Neurodegeneration in cerebellar granule cells of p/q type voltage gated calcium channel mutant leaner mice

Abstract

Mutations of the α1A subunit of CaV 2.1 voltage gated calcium (VGCC) channels are responsible for several inherited disorders affecting humans, including familial hemiplegic migraine, episodic ataxia type and spinocerebellar ataxia type. The leaner mouse also carries an autosomal recessive mutation in the α1A subunit of CaV 2.1 VGCCs, which, in the homozygous condition, results in a severe cerebellar atrophy and ataxia. The leaner mutation results in reduced calcium influx through CaV 2.1 VGCCs. To better understand cerebellar neurodegeneration and cerebellar dysfunction we focused our research on elucidating the relationship between mitochondrial function/dysfunction and calcium channel mutations.
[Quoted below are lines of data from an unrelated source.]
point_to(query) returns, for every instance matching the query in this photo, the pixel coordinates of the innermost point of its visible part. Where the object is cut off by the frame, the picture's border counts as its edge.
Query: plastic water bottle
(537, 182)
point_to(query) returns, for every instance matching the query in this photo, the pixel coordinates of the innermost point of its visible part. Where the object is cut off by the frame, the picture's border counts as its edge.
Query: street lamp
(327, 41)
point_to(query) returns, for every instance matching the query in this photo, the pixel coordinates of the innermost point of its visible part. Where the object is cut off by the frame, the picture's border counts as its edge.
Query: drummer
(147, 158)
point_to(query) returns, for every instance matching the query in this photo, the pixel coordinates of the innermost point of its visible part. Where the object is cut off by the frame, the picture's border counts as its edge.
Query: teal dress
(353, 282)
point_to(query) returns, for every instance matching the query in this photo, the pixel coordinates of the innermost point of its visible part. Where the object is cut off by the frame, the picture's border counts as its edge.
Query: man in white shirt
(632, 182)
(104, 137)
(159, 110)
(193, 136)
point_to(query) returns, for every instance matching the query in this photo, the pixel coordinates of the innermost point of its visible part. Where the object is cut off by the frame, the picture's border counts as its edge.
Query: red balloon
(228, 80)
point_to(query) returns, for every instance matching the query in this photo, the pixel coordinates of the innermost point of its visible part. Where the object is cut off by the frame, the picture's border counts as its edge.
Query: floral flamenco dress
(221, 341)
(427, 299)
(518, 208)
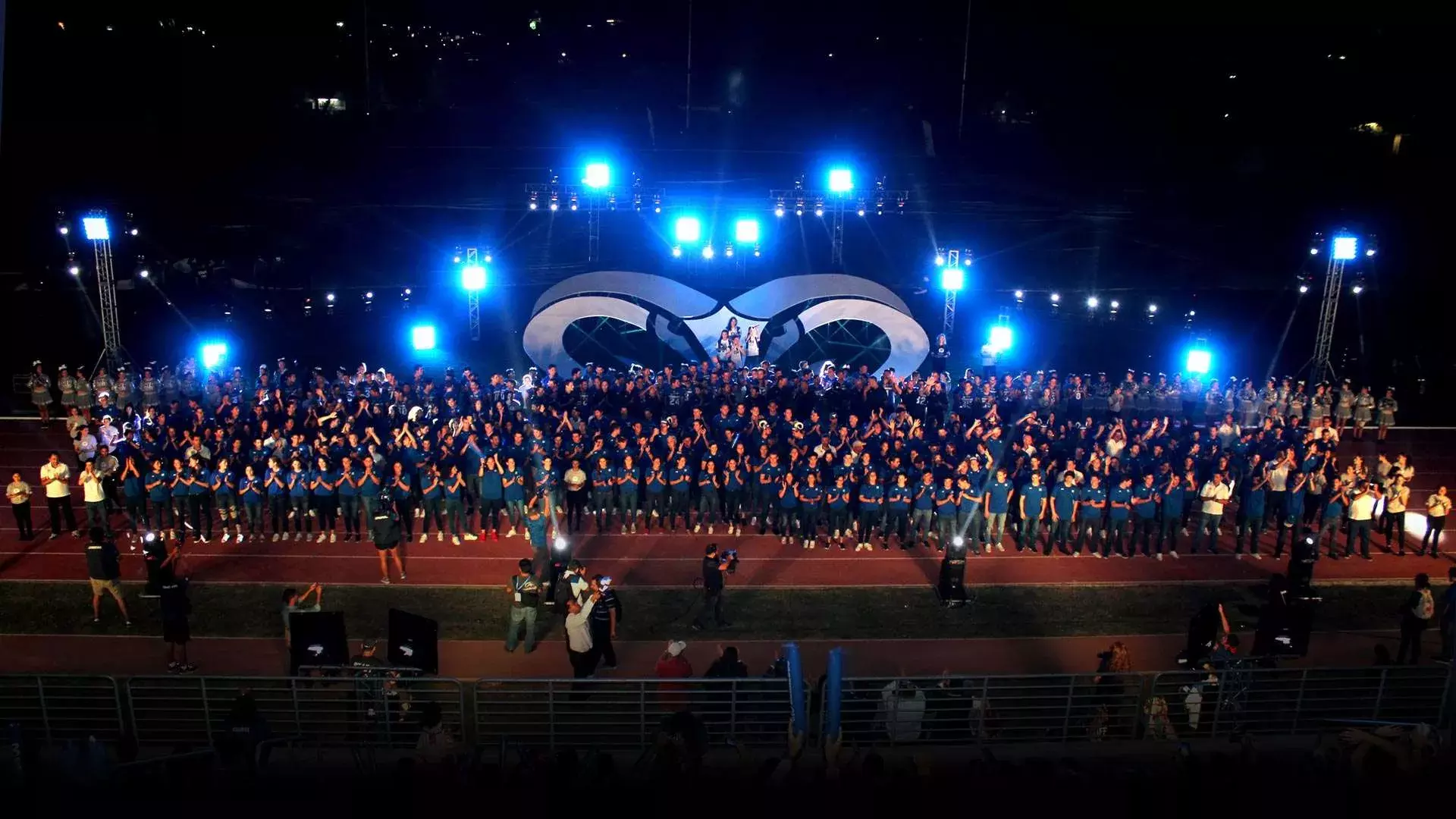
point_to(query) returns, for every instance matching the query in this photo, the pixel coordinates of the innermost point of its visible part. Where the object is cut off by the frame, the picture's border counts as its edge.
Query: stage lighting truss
(833, 206)
(593, 202)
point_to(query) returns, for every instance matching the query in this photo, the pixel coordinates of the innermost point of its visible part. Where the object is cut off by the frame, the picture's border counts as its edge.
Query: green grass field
(759, 614)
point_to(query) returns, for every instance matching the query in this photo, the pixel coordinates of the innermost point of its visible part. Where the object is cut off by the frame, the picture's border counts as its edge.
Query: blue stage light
(1199, 362)
(472, 278)
(689, 229)
(213, 354)
(599, 175)
(98, 231)
(1001, 338)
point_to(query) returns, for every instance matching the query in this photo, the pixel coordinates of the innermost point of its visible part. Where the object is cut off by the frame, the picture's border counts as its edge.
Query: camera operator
(714, 570)
(604, 617)
(386, 531)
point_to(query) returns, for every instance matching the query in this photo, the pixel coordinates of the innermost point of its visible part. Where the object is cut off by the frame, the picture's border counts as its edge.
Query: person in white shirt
(1394, 521)
(93, 494)
(1360, 515)
(1213, 496)
(55, 479)
(579, 637)
(902, 710)
(1436, 509)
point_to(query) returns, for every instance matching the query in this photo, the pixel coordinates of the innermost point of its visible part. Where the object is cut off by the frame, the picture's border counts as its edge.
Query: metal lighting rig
(593, 199)
(1340, 249)
(835, 203)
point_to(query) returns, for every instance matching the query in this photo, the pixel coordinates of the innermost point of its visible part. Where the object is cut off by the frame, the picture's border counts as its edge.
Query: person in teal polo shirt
(998, 503)
(1065, 500)
(1031, 504)
(1145, 515)
(897, 509)
(1091, 504)
(251, 491)
(1119, 512)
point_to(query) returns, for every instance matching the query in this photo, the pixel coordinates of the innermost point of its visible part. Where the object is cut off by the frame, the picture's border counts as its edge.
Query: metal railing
(968, 710)
(613, 714)
(55, 708)
(1289, 701)
(331, 711)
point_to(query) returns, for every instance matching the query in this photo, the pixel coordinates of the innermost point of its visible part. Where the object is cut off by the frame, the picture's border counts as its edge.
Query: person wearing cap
(1385, 413)
(525, 589)
(39, 387)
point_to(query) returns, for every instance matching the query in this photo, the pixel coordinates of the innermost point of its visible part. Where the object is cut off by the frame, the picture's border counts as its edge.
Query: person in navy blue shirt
(1091, 503)
(1251, 515)
(811, 499)
(1119, 515)
(871, 507)
(1031, 504)
(251, 491)
(998, 504)
(1145, 515)
(897, 509)
(1065, 500)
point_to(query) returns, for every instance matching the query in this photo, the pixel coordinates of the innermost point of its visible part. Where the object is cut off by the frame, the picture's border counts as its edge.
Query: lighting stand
(107, 293)
(1321, 369)
(473, 297)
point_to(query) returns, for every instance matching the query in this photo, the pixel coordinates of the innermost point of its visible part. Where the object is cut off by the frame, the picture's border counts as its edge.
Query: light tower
(98, 232)
(1340, 249)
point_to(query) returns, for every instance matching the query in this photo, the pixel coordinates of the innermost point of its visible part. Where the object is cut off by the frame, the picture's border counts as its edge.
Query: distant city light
(96, 229)
(213, 354)
(472, 278)
(1199, 362)
(599, 175)
(688, 229)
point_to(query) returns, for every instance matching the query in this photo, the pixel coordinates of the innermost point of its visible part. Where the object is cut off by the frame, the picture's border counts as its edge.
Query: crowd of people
(830, 458)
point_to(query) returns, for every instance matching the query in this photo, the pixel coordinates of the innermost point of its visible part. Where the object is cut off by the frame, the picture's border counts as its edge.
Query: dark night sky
(1145, 165)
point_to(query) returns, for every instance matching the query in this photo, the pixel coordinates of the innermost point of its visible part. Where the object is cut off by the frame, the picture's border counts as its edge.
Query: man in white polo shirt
(1360, 515)
(1213, 496)
(55, 479)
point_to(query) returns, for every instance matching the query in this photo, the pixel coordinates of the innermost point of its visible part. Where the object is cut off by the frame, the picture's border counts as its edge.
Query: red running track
(674, 561)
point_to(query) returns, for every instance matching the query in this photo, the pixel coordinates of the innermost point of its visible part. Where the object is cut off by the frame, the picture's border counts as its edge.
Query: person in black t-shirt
(175, 630)
(714, 570)
(104, 569)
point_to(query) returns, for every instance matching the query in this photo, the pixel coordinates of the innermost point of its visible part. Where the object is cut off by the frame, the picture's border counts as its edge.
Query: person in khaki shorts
(104, 569)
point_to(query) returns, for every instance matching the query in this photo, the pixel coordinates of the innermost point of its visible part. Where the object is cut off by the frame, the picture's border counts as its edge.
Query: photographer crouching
(715, 570)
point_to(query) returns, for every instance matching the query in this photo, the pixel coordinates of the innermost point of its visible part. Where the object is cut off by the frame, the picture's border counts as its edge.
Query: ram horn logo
(660, 305)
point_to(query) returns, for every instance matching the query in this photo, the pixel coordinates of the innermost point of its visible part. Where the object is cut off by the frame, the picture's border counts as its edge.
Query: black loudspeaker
(414, 642)
(951, 589)
(318, 640)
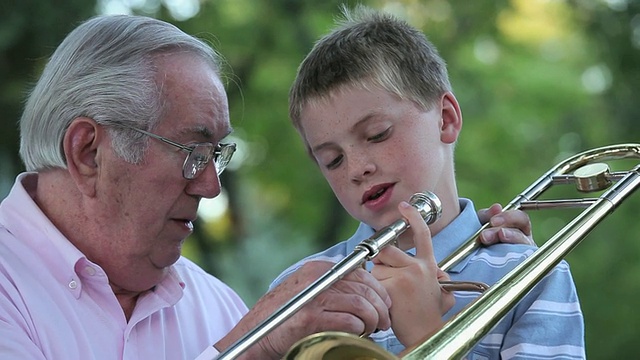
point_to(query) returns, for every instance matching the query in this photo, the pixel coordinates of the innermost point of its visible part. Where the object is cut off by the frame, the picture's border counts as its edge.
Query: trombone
(589, 173)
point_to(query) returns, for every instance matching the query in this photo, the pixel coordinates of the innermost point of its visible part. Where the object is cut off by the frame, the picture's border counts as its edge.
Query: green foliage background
(537, 80)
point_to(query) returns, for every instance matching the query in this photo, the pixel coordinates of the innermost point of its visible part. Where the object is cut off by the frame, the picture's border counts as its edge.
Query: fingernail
(497, 220)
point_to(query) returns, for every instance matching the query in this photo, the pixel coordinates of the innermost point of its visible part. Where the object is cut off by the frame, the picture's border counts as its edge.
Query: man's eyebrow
(204, 132)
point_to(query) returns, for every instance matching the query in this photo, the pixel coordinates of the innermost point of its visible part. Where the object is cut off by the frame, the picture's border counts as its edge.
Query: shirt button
(90, 271)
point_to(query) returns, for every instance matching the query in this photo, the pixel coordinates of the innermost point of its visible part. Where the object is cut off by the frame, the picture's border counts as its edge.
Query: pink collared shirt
(56, 304)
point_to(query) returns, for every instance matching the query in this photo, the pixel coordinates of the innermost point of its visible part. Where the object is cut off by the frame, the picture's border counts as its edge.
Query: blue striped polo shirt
(546, 324)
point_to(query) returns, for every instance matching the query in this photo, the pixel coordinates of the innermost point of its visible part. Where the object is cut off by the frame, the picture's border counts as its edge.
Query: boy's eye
(334, 163)
(380, 136)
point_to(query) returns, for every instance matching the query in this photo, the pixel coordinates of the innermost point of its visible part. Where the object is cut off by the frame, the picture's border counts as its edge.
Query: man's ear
(80, 144)
(451, 118)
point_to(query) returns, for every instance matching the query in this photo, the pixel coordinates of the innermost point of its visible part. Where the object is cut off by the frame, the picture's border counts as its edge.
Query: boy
(373, 104)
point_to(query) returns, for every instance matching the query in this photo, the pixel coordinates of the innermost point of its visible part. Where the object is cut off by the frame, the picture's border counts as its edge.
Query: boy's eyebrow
(366, 118)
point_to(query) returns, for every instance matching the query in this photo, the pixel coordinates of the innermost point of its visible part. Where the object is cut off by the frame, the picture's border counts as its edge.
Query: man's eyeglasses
(198, 155)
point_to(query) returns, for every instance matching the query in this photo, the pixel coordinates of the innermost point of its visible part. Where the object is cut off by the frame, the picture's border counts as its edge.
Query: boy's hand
(512, 226)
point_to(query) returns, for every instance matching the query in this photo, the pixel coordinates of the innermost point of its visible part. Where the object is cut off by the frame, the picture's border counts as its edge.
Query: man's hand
(357, 304)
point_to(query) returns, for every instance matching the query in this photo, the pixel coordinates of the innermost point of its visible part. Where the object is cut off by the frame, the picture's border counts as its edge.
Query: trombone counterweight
(476, 320)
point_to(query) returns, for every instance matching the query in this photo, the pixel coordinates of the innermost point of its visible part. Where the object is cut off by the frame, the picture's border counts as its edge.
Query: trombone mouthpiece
(428, 204)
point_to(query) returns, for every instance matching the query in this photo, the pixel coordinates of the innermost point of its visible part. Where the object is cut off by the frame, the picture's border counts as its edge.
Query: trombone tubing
(612, 152)
(468, 327)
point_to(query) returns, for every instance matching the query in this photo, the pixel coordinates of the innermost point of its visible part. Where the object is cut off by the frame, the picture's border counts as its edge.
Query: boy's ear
(80, 144)
(451, 122)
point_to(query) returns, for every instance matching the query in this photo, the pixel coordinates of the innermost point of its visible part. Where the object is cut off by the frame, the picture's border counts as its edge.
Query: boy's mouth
(374, 193)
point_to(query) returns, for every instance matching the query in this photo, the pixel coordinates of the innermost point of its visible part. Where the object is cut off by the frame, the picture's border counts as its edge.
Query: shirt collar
(445, 242)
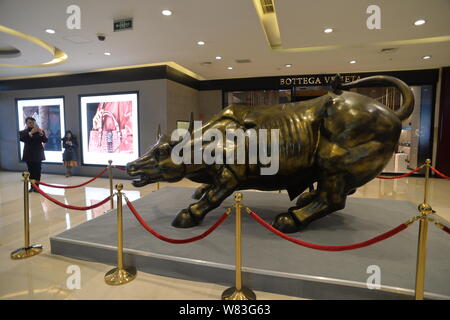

The aims of this dissertation were: 1) to estimate the extent of neuronal cell death, basal intracellular calcium and mitochondrial (dys)function in cerebellar granule cells (CGC) of adult leaner mice; 2) to analyze the role of the leaner calcium channel mutation on postnatal development of CGCs; and 3) to test whether inducing increased calcium influx by exposing cultured granule cells to potassium chloride can eliminate or reduce the CGC death. By using mechanism independent Fluoro-Jade staining and apoptosis specific TUNEL staining, we demonstrated that leaner CGC death continues into adulthood and the spatial pattern of granule cell death observed during postnatal development also continues into adulthood. The present investigation showed a reduced resting intracellular calcium in CGC from leaner mice as compared to age matched wild type mice, and tottering mice. The tottering mouse is another mutant mouse that carries a mutation in the α1A subunit of CaV 2.1 VGCCs like leaner mouse. However, these mice do not show any neurodegeneration and therefore they were used as a second control. Our results also showed that even though CGC of leaner mice have dysfunctional CaV2.1 channels, there is no change in depolarization induced Ca2+ influx, which suggests a functional compensation for CaV2.1 calcium channels by other VGCCs. Our results showed reduced mitochondrial membrane potential at the time of peak CGC death in leaner mice as compared to wild type CGCs and tottering CGCs. The results of this investigation suggest mitochondrial mediated but reactive oxygen species independent cell death in CGCs of leaner mice.